Les réseaux sociaux ne sont donc pas constitués d’individus désintéressés, motivés par leur seul humanisme et leur seul altruisme. Leurs finalités peuvent être multiples : réciprocité, reconnaissance, expression, mien social,…. Dans tous les cas de figure ces individus ont besoin de la mise en relation avec d’autres individus pour progresser.

Rien n’est plus évocateur qu’un jeu comme World of Warcraft en la matière. L’objectif est de progresser dans le jeu et de gagner la reconnaissance de ses pairs en collectant objets, expérience et pouvoirs payables en or virtuel. Cet or ouvre le jeu sur une économie non monétaire permettant d’échanger et d’interagir avec les autres joueurs, de progresser plus vite. L’or virtuel est un moyen de gagner du temps en accédant à la reconnaissance des autres joueurs plus rapidement. Economie donc, mais non monétaire au sens physique du terme. Pourtant les concepteurs du jeu s’appuient sur des économistes pour gérer ces flux virtuels et savent occasionnellement créer des passerelles avec le monde réel.

Jeux massivement multijoueurs,  réseaux sociaux, petites annonces, e-commerce : ces univers ne sont pas étanches car les usagers des uns sont les clients des autres et le temps passé des uns est le temps perdus des autres.

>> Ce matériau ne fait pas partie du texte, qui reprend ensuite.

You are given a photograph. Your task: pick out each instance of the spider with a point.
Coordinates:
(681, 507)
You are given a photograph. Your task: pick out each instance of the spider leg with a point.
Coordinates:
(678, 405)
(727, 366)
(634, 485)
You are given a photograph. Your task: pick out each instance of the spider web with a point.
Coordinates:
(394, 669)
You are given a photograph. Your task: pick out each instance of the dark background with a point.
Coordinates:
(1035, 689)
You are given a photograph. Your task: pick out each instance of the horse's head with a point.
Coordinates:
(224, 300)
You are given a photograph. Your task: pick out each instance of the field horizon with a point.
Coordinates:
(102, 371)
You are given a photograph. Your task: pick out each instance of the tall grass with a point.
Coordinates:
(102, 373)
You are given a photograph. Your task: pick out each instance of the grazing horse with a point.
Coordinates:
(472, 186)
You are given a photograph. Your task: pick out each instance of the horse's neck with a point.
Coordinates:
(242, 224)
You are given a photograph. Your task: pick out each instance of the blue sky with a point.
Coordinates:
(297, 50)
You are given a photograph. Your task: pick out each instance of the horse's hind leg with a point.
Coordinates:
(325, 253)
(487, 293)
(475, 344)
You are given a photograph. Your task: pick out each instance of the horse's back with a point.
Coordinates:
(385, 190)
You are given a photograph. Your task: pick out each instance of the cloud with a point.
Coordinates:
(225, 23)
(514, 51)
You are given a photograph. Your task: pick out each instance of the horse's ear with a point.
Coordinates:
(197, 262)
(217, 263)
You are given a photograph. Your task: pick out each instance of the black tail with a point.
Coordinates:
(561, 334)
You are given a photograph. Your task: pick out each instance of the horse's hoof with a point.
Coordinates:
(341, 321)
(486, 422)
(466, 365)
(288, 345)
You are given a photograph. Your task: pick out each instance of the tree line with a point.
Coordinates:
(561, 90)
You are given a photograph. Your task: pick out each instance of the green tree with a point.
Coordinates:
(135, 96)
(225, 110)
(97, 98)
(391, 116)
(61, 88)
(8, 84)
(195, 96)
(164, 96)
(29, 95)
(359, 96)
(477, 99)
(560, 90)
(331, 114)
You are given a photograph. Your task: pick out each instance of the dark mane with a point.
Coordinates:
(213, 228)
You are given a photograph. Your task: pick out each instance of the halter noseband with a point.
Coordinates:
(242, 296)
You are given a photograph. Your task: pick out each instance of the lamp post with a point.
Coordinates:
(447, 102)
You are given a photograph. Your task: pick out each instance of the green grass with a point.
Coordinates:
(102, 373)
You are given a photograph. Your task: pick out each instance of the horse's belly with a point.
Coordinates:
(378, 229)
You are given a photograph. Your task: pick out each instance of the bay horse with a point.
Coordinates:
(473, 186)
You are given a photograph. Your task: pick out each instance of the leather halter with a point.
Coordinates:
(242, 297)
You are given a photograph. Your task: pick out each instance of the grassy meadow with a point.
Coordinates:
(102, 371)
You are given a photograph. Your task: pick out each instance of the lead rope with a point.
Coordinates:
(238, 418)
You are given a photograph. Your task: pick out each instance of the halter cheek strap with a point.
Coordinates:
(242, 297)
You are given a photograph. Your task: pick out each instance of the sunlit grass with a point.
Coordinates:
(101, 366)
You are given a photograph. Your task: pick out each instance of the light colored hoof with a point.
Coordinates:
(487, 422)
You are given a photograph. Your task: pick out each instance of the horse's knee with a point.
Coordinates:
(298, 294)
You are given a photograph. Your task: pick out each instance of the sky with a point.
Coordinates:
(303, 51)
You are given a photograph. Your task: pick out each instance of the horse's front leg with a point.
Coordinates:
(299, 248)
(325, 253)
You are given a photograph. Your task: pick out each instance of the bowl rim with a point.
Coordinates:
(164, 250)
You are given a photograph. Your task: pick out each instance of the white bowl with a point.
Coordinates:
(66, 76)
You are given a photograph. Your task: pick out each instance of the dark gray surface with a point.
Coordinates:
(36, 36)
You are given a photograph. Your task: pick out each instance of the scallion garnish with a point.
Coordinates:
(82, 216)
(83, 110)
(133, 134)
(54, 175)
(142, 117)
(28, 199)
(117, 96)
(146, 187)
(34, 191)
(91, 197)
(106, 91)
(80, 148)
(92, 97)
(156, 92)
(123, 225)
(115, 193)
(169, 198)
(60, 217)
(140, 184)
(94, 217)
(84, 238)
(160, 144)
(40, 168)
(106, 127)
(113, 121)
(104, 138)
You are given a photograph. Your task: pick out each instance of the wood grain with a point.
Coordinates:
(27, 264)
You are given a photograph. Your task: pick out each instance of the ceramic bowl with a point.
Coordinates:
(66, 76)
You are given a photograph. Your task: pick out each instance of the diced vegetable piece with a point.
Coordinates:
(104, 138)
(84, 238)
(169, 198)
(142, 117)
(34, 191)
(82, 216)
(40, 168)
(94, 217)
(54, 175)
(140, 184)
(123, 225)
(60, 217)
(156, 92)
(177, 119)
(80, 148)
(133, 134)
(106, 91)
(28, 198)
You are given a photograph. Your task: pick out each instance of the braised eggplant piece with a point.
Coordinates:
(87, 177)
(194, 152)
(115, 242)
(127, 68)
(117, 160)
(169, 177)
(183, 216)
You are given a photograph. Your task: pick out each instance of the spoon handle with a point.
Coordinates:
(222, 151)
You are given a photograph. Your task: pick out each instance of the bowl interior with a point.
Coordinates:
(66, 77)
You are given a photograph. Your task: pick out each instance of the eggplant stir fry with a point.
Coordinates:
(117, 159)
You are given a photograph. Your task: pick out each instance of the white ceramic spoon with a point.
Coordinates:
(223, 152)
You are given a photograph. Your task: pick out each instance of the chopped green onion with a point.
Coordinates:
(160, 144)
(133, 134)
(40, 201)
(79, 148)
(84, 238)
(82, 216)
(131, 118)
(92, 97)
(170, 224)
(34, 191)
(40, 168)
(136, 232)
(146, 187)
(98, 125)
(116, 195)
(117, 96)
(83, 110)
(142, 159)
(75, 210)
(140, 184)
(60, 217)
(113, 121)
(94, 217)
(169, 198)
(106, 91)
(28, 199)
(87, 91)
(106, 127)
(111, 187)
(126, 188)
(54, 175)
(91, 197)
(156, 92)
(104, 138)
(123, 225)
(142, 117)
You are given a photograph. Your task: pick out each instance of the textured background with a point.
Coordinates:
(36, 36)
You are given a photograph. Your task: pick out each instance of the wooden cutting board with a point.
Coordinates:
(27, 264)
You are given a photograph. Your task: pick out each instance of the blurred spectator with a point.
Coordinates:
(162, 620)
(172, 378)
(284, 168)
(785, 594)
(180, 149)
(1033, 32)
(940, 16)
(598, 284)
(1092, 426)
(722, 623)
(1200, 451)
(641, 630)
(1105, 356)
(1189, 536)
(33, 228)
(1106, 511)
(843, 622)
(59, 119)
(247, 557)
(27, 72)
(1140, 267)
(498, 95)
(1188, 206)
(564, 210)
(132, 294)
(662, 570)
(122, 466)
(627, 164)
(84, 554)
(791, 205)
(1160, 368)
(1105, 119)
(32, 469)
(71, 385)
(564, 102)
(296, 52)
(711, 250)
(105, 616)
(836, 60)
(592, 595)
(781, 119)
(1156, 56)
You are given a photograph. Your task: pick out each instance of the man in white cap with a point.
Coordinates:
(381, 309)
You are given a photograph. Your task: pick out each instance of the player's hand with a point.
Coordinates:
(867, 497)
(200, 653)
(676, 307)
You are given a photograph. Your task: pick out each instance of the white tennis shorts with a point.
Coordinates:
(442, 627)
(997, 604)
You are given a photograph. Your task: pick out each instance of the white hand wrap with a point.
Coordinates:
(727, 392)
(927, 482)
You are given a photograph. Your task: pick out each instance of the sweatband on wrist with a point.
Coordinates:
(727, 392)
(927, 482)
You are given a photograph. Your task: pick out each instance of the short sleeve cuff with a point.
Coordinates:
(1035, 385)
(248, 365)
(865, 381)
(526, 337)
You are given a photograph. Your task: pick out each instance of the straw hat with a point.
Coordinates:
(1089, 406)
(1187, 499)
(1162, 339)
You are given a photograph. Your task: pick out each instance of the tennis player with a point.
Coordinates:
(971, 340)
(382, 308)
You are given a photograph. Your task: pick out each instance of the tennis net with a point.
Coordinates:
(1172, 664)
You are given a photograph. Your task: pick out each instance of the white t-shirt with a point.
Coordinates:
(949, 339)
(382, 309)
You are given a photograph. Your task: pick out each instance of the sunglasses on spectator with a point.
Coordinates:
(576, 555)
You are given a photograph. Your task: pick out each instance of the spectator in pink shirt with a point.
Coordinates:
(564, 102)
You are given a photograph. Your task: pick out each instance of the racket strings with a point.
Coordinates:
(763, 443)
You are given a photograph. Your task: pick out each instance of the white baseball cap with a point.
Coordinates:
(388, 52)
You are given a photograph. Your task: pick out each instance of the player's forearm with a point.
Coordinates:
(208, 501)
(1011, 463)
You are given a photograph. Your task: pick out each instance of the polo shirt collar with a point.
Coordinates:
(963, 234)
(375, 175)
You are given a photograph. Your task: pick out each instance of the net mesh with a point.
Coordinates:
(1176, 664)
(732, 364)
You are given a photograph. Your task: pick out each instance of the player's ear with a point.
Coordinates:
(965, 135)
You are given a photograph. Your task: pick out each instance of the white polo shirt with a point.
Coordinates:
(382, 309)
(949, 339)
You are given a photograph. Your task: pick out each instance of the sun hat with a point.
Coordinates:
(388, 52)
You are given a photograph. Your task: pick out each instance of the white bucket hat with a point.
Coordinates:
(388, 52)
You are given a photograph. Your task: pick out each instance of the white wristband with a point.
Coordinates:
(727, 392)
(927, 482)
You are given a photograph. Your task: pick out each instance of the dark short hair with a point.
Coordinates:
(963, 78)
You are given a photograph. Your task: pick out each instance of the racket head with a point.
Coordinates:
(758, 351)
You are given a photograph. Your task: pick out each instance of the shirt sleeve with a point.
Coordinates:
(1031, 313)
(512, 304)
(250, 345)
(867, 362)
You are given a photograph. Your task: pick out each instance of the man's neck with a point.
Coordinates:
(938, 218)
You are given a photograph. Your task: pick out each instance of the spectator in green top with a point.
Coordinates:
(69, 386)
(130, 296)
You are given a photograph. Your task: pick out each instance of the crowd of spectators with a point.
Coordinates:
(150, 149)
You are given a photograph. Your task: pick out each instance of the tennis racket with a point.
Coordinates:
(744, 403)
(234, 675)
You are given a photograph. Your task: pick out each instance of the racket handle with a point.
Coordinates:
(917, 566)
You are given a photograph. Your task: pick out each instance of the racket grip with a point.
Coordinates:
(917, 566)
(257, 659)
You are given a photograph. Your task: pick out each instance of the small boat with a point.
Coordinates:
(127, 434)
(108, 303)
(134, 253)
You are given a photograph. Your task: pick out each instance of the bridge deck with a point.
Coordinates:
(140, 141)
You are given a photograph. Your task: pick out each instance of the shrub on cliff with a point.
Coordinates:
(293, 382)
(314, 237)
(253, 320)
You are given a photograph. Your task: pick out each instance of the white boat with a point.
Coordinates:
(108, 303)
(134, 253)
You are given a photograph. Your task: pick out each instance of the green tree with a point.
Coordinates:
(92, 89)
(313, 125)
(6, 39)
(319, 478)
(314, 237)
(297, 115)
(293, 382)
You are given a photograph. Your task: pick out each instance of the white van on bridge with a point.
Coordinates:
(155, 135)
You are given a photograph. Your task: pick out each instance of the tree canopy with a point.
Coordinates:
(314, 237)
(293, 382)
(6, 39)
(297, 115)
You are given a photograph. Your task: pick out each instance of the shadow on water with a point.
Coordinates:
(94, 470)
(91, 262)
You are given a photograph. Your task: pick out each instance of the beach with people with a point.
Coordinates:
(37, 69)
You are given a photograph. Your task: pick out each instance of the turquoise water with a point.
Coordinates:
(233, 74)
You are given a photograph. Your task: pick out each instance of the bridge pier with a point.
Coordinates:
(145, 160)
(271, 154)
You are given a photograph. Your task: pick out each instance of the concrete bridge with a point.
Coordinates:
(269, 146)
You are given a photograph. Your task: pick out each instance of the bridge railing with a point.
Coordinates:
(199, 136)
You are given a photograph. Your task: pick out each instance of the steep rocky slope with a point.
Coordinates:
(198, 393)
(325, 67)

L’hyperlocal dans tout cela ?

Les individus concernés s’inscrivent dans un territoire et la majorité des interactions sont locales : donner votre vélo ne peut se faire que dans une zone de proximité, une rencontre également. Cette économie non monétaire impacte fortement les marchés locaux d’intermédiation et de services. Considérer cette économie et l’intégrer à sa réflexion stratégique est un moyen de s’assurer un relai de croissance ou tout simplement de survivre sur des marchés en pleine mutation.